Book win Because: They don't ring and then make you talk to somebody.
Consolation Prize: Millions of dollars.
**
3. The Kindle
Do you remember this thing? In the period between Sarah Palin and Swine Flu, this was the thing every third news story was about. Apparently they're still around, and about to be given away for free somewhere. This piece of crap is the Segway of literary implements.
Review, The Kindle:
Murder Weapon of Choice: Amazon.com, sweet irony.
Books when Because: People actually use books.

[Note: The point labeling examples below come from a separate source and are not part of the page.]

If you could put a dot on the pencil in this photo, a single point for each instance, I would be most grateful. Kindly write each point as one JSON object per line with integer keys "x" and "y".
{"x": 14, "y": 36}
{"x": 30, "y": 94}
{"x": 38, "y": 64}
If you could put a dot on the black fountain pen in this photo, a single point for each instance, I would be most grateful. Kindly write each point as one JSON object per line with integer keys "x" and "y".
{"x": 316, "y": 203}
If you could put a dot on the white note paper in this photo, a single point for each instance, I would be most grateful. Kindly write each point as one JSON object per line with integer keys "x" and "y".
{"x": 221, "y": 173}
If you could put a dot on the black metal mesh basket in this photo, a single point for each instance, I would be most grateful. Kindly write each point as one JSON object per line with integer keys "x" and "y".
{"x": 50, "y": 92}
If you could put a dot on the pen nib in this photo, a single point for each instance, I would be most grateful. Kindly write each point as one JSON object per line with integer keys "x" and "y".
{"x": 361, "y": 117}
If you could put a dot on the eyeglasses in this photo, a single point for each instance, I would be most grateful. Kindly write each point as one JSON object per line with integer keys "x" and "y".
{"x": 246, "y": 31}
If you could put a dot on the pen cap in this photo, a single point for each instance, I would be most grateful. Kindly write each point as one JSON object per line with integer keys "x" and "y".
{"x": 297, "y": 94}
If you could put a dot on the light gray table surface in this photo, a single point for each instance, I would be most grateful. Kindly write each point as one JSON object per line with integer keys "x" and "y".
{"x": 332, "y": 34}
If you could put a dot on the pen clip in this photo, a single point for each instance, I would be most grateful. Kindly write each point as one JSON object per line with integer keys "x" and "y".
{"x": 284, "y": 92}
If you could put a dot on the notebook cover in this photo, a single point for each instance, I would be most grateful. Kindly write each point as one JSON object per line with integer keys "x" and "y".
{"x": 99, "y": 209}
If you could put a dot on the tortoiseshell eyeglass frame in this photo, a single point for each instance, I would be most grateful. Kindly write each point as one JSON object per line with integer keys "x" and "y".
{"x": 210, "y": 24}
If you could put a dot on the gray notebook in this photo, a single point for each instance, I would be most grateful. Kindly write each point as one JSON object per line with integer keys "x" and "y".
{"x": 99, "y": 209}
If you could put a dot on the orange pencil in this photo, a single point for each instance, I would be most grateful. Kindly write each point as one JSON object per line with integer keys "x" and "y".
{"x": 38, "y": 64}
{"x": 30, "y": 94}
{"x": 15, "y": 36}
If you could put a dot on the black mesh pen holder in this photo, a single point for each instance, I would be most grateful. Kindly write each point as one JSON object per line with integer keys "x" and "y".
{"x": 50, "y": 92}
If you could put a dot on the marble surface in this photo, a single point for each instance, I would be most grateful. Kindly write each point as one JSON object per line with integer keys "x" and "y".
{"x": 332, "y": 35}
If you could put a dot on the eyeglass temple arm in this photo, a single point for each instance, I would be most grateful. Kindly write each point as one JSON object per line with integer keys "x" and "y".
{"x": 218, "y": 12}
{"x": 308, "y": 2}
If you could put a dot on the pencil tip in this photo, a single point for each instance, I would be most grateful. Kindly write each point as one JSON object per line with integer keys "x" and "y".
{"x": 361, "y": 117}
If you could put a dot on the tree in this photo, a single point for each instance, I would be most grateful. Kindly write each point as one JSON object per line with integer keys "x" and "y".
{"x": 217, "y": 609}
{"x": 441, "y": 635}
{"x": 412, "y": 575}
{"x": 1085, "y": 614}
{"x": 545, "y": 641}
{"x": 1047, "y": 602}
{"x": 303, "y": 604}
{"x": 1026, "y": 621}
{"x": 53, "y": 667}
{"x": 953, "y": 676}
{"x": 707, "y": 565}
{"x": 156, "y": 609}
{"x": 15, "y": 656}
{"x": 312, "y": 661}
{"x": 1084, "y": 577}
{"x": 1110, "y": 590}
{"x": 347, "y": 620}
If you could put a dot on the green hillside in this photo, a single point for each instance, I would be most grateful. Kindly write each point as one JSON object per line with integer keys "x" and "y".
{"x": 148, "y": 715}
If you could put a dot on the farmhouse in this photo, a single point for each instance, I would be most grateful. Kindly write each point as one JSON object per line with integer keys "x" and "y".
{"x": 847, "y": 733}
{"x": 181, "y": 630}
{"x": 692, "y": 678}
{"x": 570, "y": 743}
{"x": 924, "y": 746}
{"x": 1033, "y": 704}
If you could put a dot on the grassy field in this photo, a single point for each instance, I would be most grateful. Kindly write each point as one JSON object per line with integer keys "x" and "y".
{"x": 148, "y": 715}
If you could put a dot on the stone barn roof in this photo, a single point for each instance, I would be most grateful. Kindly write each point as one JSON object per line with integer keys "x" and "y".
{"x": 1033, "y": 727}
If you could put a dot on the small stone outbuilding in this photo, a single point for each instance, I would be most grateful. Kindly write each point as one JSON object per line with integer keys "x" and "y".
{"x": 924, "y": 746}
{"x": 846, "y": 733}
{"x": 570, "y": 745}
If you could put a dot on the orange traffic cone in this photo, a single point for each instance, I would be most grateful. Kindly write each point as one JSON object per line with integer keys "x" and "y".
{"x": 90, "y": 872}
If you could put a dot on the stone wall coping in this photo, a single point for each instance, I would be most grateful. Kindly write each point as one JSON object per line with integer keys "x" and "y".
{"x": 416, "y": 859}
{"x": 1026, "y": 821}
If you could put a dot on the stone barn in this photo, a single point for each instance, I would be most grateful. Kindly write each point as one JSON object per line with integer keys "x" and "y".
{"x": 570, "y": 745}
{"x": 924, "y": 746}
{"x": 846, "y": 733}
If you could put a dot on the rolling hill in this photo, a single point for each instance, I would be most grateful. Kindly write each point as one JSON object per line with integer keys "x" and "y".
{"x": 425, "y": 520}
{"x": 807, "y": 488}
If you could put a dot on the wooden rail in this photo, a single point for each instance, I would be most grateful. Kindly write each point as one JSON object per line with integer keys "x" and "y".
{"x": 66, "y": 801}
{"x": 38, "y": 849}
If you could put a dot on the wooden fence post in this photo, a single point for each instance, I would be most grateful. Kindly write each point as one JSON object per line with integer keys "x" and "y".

Consolation Prize: For Amazon? Anything to distract from the wholesale dismissal of gay fiction.
**
4. The Monoculture
This is the other possible book-murderer in the room. And of the four, it is the slipperiest, the least suspected. It is the "Mrs. White, with the rope, in the conservatory" of possible suspects. But this is of course the real villian in the end, the mastermind. Whenever we hear good news in our book blogs and trade magazines it's about some individual author or some specific new style or scene, there's never any good news for reading as a whole. For example, is it really a boon for children's literature that the final Harry Potter book has sold (I wish I was making this up) 44 million copies? Those kids are all reading the EXACT SAME combination of words. How disappointing. What if 440 books sold 100,000 copies instead? This is why literary festivals are important. Democracy. They bring out the small and mix it with the big and everybody stands on their own merit, not the proximity of their book to the Dora the Explorer section of the Walmart Toys Department.
Review, The Monoculture:
Murder Weapon of Choice: Boredom and complacency and..um...I've forgotten the last one.
Books when Because: They are tenacious and hard to kill.
Consolation Prizes: Music, Public Art, Politics, Talk Radio, Architecture, Urbanism, Graphical Design, Spoken Word, etc.